2. Implement `VyreBackend` for your backend struct. Include a
`BackendCapability` describing the ops, memory model, subgroup
size, and max workgroup extent your hardware supports.
3. Implement `CompiledPipeline` for your cached pipeline form. It
MUST be bit-identical to the trait's `dispatch` path.

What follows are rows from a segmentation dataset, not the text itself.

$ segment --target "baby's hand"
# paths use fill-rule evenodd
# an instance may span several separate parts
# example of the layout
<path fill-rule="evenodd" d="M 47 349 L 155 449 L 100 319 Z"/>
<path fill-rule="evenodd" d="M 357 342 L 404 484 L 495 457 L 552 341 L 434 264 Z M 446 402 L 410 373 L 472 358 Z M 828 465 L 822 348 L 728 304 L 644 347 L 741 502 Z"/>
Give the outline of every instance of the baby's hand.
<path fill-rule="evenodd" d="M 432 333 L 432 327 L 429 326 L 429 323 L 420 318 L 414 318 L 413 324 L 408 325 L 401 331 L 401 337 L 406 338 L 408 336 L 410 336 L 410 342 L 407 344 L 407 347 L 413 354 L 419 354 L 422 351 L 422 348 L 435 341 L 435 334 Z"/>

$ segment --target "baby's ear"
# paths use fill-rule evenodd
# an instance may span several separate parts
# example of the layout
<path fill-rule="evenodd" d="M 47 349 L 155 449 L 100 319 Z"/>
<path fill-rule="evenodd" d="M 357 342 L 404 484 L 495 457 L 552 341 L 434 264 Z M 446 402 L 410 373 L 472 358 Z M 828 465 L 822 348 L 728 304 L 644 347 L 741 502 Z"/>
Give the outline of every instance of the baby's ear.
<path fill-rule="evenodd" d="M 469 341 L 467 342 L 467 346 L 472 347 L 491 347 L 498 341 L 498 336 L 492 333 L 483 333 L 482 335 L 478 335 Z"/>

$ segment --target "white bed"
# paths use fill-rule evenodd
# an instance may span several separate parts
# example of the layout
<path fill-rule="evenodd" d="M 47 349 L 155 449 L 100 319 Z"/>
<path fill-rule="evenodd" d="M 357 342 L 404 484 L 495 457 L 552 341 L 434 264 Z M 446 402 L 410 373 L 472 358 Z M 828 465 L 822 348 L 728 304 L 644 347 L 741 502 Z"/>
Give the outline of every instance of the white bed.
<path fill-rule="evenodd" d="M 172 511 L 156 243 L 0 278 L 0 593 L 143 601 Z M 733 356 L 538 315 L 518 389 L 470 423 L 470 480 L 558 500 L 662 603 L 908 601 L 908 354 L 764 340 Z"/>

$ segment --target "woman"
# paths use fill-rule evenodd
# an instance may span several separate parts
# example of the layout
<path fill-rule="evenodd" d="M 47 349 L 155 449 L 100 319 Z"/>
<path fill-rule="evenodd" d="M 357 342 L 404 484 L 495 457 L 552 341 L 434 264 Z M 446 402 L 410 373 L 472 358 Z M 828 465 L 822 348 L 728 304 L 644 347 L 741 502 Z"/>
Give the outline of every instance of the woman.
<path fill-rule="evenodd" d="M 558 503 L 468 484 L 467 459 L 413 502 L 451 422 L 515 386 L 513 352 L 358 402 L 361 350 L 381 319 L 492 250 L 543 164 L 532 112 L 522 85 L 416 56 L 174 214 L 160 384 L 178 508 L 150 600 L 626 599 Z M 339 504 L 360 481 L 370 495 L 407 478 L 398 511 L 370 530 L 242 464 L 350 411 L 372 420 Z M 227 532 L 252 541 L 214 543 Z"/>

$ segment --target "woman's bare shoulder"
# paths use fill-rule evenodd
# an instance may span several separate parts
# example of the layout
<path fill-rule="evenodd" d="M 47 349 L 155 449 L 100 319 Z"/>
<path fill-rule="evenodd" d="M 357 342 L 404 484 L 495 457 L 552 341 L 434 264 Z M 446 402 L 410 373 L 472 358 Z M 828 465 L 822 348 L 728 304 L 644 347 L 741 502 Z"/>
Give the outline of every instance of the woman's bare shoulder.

4. Register with `inventory::submit!` — the registry picks it up at
link time. No `lazy_static`, no initializer function.
5. Add your backend to the conformance matrix under
`conform/vyre-conform-runner` so parity against the reference
interpreter is enforced on every CI run.
6. Expose a `BackendPrecedence` value so callers that want "the best
available backend" pick yours when appropriate.
See `capability.rs`, `registry.rs`, and `shadow.rs` for the exact
contracts; see `conform/vyre-conform-runner/tests/parity_matrix.rs`
for a worked wiring that brings a third-party backend online.